It is legitimate to say: “This product design is inspired by research on scaffolding, executive function, or perspective-taking.” It is much stronger—and much riskier—to say: “This system has metacognition,” “this agent has Theory of Mind,” or “this architecture implements human-like cognitive control.”

The first is a design influence. The second is a capability claim. Investors, regulators, clinicians, educators, and enterprise buyers do not always hear the difference. Product teams need to.

The paper’s Language and Social Cognition clusters are especially relevant for applied AI. They include frameworks such as Connectionism vs. Symbolism, Usage-Based Models of Language, Schema Theory, Theory of Mind, Simulation Theory, and Dual-Process Theory. These are natural magnets for LLM research because LLMs produce language and increasingly mediate social interaction.

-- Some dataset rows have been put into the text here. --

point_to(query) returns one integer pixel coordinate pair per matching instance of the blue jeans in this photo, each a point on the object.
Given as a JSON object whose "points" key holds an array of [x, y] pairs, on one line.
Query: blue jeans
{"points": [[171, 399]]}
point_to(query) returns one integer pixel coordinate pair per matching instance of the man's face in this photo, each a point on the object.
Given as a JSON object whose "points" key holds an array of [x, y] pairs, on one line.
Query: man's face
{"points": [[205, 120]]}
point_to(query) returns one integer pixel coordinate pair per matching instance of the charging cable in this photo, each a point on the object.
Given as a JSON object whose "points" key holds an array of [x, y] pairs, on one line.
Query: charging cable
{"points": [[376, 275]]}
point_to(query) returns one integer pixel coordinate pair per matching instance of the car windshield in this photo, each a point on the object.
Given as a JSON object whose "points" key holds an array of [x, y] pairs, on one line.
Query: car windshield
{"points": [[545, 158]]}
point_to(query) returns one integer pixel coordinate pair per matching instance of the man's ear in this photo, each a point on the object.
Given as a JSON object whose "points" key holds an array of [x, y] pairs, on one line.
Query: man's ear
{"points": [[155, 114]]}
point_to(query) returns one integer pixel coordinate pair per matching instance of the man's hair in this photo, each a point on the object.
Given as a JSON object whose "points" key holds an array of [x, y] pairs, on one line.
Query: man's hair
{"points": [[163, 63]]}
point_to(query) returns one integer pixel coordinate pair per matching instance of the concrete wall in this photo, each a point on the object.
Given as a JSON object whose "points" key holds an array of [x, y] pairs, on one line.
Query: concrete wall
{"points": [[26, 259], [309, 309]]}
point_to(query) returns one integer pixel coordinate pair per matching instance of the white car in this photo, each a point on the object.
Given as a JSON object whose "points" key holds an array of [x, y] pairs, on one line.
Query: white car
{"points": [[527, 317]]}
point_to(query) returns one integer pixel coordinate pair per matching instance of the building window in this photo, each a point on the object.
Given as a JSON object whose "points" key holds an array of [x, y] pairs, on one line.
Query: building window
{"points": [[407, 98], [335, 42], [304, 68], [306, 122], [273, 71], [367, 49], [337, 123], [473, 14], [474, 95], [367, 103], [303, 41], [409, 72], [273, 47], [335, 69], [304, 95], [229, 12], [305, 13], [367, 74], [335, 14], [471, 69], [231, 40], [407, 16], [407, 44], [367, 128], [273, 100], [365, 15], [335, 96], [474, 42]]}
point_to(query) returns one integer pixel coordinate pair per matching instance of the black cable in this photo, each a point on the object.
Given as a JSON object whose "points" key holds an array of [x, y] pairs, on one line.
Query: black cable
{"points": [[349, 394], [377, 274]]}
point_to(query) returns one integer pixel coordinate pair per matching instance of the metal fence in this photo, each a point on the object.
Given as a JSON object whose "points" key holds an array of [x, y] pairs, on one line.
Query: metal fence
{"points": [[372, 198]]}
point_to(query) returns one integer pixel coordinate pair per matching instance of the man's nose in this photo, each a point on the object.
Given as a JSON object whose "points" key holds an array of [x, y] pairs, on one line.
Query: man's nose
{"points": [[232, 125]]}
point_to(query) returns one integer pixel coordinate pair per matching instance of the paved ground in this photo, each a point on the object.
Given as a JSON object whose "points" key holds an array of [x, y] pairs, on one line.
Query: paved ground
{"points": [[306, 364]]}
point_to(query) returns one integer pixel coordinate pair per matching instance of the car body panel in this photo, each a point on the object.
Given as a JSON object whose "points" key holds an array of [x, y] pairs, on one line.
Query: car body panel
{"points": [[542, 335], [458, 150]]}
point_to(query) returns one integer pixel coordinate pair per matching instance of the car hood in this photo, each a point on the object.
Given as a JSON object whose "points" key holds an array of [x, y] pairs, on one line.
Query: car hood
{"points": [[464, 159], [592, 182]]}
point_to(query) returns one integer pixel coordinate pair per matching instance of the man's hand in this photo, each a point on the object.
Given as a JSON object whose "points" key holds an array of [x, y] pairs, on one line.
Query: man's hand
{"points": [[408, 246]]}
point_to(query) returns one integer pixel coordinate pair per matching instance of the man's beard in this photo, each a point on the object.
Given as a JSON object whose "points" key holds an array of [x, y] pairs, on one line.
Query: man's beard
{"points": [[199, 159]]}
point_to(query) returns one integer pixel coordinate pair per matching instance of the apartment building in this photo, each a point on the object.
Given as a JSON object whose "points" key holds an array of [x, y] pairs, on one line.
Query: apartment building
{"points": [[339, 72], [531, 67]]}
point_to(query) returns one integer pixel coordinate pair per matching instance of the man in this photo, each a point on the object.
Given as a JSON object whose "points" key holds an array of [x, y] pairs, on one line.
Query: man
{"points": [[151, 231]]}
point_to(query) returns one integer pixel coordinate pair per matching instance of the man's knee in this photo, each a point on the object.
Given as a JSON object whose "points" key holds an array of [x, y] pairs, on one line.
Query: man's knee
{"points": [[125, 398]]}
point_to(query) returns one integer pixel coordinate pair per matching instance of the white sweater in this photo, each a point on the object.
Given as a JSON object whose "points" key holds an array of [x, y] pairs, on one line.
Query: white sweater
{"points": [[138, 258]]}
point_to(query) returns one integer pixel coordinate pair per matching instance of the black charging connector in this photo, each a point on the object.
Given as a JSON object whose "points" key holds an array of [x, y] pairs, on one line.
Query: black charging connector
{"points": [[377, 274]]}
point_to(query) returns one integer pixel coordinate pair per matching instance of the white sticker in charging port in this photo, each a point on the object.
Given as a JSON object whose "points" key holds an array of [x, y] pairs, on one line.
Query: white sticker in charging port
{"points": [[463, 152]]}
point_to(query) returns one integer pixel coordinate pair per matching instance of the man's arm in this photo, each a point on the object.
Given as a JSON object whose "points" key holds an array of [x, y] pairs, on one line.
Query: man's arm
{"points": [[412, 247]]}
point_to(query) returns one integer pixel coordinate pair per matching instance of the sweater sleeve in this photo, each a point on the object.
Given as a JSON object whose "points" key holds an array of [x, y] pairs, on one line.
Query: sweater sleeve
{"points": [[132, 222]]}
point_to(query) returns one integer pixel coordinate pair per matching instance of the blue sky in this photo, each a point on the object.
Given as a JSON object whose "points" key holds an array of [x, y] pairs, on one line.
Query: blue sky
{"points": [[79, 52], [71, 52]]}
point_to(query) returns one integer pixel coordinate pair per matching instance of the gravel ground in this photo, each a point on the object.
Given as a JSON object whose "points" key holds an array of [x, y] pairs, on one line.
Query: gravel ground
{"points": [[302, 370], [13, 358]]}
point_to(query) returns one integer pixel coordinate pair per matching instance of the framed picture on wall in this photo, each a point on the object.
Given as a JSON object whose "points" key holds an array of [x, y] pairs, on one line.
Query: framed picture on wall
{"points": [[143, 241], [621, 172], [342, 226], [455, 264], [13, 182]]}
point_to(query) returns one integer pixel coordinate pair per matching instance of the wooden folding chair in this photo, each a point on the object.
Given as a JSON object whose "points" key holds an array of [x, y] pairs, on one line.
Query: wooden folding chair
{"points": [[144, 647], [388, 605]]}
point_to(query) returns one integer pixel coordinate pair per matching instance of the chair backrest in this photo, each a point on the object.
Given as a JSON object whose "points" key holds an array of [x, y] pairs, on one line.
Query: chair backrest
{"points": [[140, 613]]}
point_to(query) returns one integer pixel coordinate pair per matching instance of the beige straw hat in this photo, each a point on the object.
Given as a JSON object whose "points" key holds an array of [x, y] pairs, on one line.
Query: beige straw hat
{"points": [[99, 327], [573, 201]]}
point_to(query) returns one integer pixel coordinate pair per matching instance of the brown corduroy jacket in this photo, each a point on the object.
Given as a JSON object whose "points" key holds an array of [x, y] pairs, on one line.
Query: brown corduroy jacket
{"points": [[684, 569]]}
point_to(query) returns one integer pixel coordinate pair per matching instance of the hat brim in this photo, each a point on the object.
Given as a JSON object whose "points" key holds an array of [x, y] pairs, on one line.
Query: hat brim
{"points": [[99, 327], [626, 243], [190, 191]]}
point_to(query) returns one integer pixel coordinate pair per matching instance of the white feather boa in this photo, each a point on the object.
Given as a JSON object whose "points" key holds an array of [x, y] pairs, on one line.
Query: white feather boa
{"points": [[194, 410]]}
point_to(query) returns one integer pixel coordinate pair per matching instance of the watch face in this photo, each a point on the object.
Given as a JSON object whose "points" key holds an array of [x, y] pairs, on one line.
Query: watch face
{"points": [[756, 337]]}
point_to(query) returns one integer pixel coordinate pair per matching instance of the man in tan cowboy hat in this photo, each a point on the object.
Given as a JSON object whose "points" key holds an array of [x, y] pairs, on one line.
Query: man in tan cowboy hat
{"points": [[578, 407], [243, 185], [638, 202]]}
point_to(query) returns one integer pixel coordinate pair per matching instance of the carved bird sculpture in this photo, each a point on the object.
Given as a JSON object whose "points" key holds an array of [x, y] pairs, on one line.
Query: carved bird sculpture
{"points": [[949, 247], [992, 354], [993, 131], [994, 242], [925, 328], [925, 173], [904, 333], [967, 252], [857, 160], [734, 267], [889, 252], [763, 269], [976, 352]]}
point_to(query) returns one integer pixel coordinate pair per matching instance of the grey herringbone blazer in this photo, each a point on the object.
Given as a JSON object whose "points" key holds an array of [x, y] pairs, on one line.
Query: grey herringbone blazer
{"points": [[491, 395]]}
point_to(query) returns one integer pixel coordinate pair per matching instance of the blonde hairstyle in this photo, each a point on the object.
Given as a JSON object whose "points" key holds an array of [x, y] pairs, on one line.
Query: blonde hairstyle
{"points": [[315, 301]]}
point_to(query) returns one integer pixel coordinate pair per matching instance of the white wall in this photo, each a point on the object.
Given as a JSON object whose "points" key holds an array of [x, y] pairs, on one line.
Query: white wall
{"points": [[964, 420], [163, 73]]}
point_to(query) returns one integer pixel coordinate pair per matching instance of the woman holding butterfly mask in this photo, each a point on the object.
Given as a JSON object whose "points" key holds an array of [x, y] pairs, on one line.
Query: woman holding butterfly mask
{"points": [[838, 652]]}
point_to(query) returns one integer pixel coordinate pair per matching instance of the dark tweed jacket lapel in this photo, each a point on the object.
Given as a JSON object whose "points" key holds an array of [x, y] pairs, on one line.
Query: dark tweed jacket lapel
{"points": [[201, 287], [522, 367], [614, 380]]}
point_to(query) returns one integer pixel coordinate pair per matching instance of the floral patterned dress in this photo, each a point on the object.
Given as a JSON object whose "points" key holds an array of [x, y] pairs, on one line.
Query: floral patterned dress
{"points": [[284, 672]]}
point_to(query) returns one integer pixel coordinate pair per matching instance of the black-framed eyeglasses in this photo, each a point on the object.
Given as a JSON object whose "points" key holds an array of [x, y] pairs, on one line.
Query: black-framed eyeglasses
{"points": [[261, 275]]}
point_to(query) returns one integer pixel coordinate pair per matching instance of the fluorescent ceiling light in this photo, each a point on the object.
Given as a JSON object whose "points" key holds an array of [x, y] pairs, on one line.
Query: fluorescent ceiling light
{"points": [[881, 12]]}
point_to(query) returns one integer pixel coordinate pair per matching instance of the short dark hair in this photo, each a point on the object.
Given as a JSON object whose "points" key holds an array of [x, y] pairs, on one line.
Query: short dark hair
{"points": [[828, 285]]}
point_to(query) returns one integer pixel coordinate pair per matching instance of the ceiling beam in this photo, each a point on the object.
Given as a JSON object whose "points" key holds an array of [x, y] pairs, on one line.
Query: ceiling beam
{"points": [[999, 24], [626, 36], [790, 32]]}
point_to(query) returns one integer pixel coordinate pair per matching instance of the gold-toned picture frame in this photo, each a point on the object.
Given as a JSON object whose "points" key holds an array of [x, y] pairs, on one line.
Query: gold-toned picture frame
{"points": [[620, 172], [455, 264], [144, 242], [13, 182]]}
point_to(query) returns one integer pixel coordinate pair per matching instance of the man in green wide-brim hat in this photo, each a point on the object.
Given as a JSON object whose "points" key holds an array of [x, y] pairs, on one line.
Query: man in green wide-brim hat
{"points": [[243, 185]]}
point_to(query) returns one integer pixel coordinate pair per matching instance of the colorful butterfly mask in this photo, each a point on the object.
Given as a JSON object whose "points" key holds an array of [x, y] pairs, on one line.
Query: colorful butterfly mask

The commercial temptation is to move too quickly from output fluency to psychological competence.

A model can generate empathetic language without possessing empathy. It can describe another person’s belief without having Theory of Mind in the human developmental sense. It can produce a moral justification without sharing the human architecture of moral reasoning. This is not a philosophical nitpick. It changes how systems should be tested.

If the product requirement is “write a comforting response,” then output evaluation may be enough. If the requirement is “detect user distress and respond safely,” then the construct is broader. It involves context, uncertainty, risk, escalation boundaries, population differences, and failure modes. If the product claim becomes “AI therapist,” the construct debt compounds quickly.

The paper’s Theory of Mind case study is useful because ToM is one of the most seductive labels in this category. It sounds precise. It has classic tasks. It maps neatly onto AI agents. It also comes with enough conceptual complexity to punish lazy borrowing.

The authors show that LLM research cites ToM papers from at least two different psychology orientations. Social Cognition papers often provide behavioural tasks and social-reasoning paradigms, such as false-belief tasks. Neural Mechanisms papers focus more on biological substrates, such as brain regions implicated in mental-state reasoning. Both can be relevant. Neither should be casually swapped for the other.

The business translation: if your product requires social reasoning, define the construct at the level of use. Are you testing whether the model can track a user’s stated goal? Infer a hidden preference? Handle deception? Maintain another agent’s belief across turns? Recognise emotional change? Avoid manipulative persuasion? These are not the same capability. Calling them all “Theory of Mind” makes the roadmap look elegant and the evaluation plan weaker.

One of the paper’s more commercially important findings is that Education and Social-Clinical psychology are less frequently cited than psychometrics, neural mechanisms, language, and social cognition. The authors offer plausible reasons: these domains often require long-term human feedback, sensitive data, strict ethics, and HCI-style methods that fall outside the surveyed venues.

That boundary is important. The finding does not prove that education and clinical psychology are ignored across the whole AI ecosystem. It shows they are comparatively less visible in this specific top-venue LLM citation map.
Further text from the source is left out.